Ces stocks de produits chimiques périmés sont une grave menace pour l’environnement et les populations des pays en développement. La plupart d’entre eux, comme le DDT, sont des polluants organiques persistants (POP) qui s’accumulent dans les tissus adipeux des organismes et entraînent de nombreux problèmes de santé. Depuis l’adoption de la Convention de Stockholm sur les POP, en 2001, l’utilisation de certains de ces produits a été soit interdite soit strictement limitée. Dans la plupart des cas, ces stocks s’étaient accumulés lorsque le pays s’était approvisionné en pesticides pour lutter contre les invasions de criquets pèlerins dans la région. Puis plusieurs facteurs ont contribué au problème actuel : stocks de pesticides mal entreposés et mal gérés, produits inefficaces, mauvaise coordination des dons ou achats de pesticides et pratiques abusives de certains fournisseurs poussant à l’achat.

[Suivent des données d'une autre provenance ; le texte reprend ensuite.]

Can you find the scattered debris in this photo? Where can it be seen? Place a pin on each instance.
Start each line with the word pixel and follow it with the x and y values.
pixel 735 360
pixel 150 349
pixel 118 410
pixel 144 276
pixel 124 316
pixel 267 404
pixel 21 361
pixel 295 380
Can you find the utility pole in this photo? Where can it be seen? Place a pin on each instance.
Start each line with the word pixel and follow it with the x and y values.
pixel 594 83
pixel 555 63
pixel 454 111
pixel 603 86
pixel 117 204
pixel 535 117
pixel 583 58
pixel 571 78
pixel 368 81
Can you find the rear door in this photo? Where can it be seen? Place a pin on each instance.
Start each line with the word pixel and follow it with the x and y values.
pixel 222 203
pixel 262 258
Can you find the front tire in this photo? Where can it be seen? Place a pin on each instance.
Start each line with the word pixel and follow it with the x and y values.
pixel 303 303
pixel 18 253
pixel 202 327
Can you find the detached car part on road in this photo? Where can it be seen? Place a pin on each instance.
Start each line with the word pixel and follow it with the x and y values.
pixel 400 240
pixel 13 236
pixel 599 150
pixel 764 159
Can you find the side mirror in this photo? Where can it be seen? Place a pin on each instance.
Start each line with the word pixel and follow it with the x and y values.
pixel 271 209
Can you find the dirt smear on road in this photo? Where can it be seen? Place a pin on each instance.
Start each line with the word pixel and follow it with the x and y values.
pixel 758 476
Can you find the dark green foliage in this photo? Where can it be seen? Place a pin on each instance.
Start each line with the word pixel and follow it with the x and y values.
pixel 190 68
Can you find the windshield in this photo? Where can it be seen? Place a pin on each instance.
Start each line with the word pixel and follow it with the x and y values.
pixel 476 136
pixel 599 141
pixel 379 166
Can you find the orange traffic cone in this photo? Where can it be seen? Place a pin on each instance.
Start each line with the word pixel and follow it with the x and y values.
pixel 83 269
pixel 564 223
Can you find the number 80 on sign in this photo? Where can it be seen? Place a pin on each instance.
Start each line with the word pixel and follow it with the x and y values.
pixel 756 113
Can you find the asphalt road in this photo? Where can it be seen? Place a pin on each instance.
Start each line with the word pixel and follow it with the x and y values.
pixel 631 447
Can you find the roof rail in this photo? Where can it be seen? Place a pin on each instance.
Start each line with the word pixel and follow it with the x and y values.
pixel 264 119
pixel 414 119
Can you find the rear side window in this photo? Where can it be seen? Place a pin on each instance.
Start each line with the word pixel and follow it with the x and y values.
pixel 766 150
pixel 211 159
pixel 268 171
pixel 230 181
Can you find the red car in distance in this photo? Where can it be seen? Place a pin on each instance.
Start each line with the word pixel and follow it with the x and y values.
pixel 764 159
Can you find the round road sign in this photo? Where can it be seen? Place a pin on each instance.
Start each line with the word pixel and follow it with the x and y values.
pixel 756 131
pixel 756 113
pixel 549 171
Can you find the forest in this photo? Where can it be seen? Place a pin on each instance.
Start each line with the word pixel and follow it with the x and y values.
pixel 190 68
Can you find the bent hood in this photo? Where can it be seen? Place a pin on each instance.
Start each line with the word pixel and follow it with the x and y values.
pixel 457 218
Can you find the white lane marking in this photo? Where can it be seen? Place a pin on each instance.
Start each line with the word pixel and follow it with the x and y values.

L’élimination des stocks, un véritable parcours du combattant
Au cours des 15 dernières années, plusieurs donateurs ont financé des projets destinés à éliminer méthodiquement ces produits chimiques toxiques en Afrique. En Éthiopie, le programme ASP a contribué à liquider des stocks de pesticides supplémentaires et, en concertation avec les autorités, à mettre en place des mesures de prévention pour que le problème ne se reproduise pas. Dorénavant, une directive nationale permet d’estimer les besoins annuels du pays en matière de pesticides. En outre, le Ministère de l’Agriculture est en train de terminer la construction d’un laboratoire ultramoderne qui permettra de tester les pesticides pour évaluer leur efficacité et l’effet de leurs résidus sur les produits alimentaires et dans le sol et l’eau.

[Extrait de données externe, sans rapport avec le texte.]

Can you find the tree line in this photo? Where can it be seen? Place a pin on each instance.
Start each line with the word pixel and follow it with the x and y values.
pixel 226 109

La sensibilisation des populations aux problèmes de santé causés par les pesticides est l’un des volets clés du programme ASP. Celui-ci a financé une campagne d’information multimédia pour conseiller aux populations comment acheter et utiliser les pesticides et prévenir les risques de maladies.
Un espoir pour l’avenir
« Le Programme d’élimination des stocks de pesticides périmés en Afrique est un bon exemple de projet ayant un impact positif dans toute une région. » selon Magda Lovei, Directrice sectorielle pour l’environnement, les ressources naturelles, l’eau et la gestion des risques de catastrophe à la Banque mondiale. « Les leçons tirées de cette expérience serviront à d’autres pays sortant de conflits, tels que le Mali et la Côte d’Ivoire, et qui sont prioritaires dans le programme de travail de la Banque mondiale en Afrique».
L’élimination de ces stocks dangereux est une priorité pour le développement. Les communautés rurales ne peuvent prospérer si le sol et l’eau, dont leurs activités et leur santé dépendent, sont contaminés par des pesticides. Il en est de même pour les habitants des villes qui ne peuvent prétendre à une vie meilleure s’ils souffrent de maladies graves provoquées par des pesticides toxiques.
En partenariat avec le FEM et d’autres donateurs, la Banque mondiale poursuit ses efforts pour assainir et protéger l’environnement en Afrique.